Lethal(35)



She hesitated before giving one bob of her head.

“That’s why Fred would have killed you. The Bookkeeper would have ordered it.”

“You mentioned this bookkeeper last night. Who is it?”

“I wish I knew. But there’s no time to explain that now. You just gotta believe that since Fred can no longer kill you, Doral will.”

“That can’t be true.”

“It is.”

He stated it as fact, without mitigation. Two words. It is.

Still she hesitated.

“Look,” he said, “you want to stay here and wring your hands over divided loyalties? Fine. But I’m leaving. I’ve got a job to finish. You’d be helpful to me, but not necessary. All I’m trying to do is save your skin. If you stay, you’ll be at Doral’s mercy. Good luck with that.”

“He wouldn’t hurt me.”

“The hell he wouldn’t. If he thinks you’ve got information, he’d hurt you plenty, you or your kid. Make no mistake about that. And then, whether you’d told him anything useful or not, he’d kill you. So stay and die, or come with me. You’ve got to the count of five to make up your mind. One.”

“Maybe you’re not lying, but you’re wrong.”

“I’m not wrong. Two.”

“I can’t just leave with you.”

“When Hawkins gets here, I’ll be gone, and you can explain—or try to—how his dearly departed twin wound up with a bullet hole in his head. He probably won’t be in a very receptive mood. Three.”

“Doral wouldn’t raise a finger to me. To Emily? Eddie’s child? Out of the question. I know him.”

“Like you thought you knew his policeman brother.”

“You’re wrong about Fred, too.”

“Four.”

“You’re telling me you’re the good guy, and I’m supposed to believe it simply because you said it?” Her voice had gone raw and ragged with emotion. “I know these men. I trust them. But I don’t know you!”

He stared at her for several beats, then put his hand around the front of her neck to hold her head still. He moved his face close to hers and whispered, “You know me. You know I’m who I say.”

Her pulse beat rapidly against his strong fingers, but it was his piercing gaze that held her pinned to the wall behind her.

“Because if I wasn’t, I would have f*cked you last night.” He held her for several seconds longer, then dropped his hand and backed away. “Five. Are you coming or not?”

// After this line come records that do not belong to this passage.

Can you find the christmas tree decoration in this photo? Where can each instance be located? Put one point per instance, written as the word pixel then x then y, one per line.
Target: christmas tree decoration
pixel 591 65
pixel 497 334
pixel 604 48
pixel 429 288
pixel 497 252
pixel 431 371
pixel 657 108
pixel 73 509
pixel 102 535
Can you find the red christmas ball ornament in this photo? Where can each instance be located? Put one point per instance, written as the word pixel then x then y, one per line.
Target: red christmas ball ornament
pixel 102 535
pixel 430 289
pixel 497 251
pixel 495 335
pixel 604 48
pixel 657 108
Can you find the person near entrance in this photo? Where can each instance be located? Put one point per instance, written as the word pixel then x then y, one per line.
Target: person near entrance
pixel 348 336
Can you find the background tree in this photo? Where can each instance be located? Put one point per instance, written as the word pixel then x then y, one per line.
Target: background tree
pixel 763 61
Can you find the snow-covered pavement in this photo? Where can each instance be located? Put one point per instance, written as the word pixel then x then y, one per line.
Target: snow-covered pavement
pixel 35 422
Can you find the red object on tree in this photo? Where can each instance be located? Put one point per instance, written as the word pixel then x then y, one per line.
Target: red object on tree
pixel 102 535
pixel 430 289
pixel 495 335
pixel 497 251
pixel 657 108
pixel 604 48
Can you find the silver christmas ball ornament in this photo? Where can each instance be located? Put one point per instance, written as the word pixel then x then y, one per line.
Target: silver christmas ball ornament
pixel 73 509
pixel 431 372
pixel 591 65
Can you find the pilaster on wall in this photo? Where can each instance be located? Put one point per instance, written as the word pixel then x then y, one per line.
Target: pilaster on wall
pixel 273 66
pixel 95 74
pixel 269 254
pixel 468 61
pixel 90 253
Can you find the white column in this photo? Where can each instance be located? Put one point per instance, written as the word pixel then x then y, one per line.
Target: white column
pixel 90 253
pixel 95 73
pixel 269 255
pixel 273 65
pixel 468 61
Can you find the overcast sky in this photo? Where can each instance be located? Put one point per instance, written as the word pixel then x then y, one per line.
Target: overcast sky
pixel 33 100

Doral Hawkins hurled an armchair against the wall, then, angered because it hadn’t busted up like they do in the movies, he whacked it against the wall again and again until the wood splintered. He punted a thick New Orleans Yellow Pages through the living room window. Then, standing amid the shattered windowpane, he clasped a double handful of his thinning hair and pulled hard as though wanting to rip it from his scalp.

He was in a state. Part agonizing anguish, part sheer animal rage.

His twin lay dead on the floor of Honor’s house with a bullet hole bored through the center of his head. Doral had seen worse wounds. He’d inflicted worse. Like the time a guy had bled to death, slowly and screaming, after Doral eviscerated him with a hunting knife.

But his brother’s lethal wound was the most obscene of Doral’s experience because it was like looking at his own death mask. The blood hadn’t even had time to congeal.

Honor wouldn’t have killed him. It had to have been that son of a bitch Coburn.

During their last phone conversation, Fred, speaking in a hushed and hurried voice so Honor wouldn’t overhear, had told him that their quarry, Lee Coburn, had been making cozy with her all the while they’d been chasing their tails through the pest-ridden swamp looking for him.

“He’s there now?” Doral had asked excitedly.

“We’re not that lucky. He’s split.”

“How much head start does he have?”

“Minutes, or could be hours. Honor says she woke up, he was gone. Took her car.”

“She all right?”

“In a tizzy. Babbling.”

“What was Coburn doing there?”

“The whole house is torn up.”

“He knew about Eddie?”

“When he put in on this bayou, I got a sick feeling, and, yeah, looks like.”

“How?”

“Don’t know.”

“What did Honor say?”

“Said he was after something that Eddie had died protecting.”

“Fuck.”

“My thought exactly.”

After a short pause, Doral had asked quietly, “What are you gonna do?”

“Go after him.”

“I mean about Honor.”

Fred’s sigh had come loudly through the cell connection. “The Bookkeeper didn’t leave me a choice. When I called in that I was going to check out Eddie’s place… Well, you know.”

Yes, Doral knew. The Bookkeeper took no prisoners, and it wouldn’t matter if it was a family friend, or a woman and child. No loose ends. No mercy.

Fred had been torn up about it, but he would do what he had to do, because he knew it was necessary. He was also aware of the severe consequences suffered by anyone who failed to carry out an order.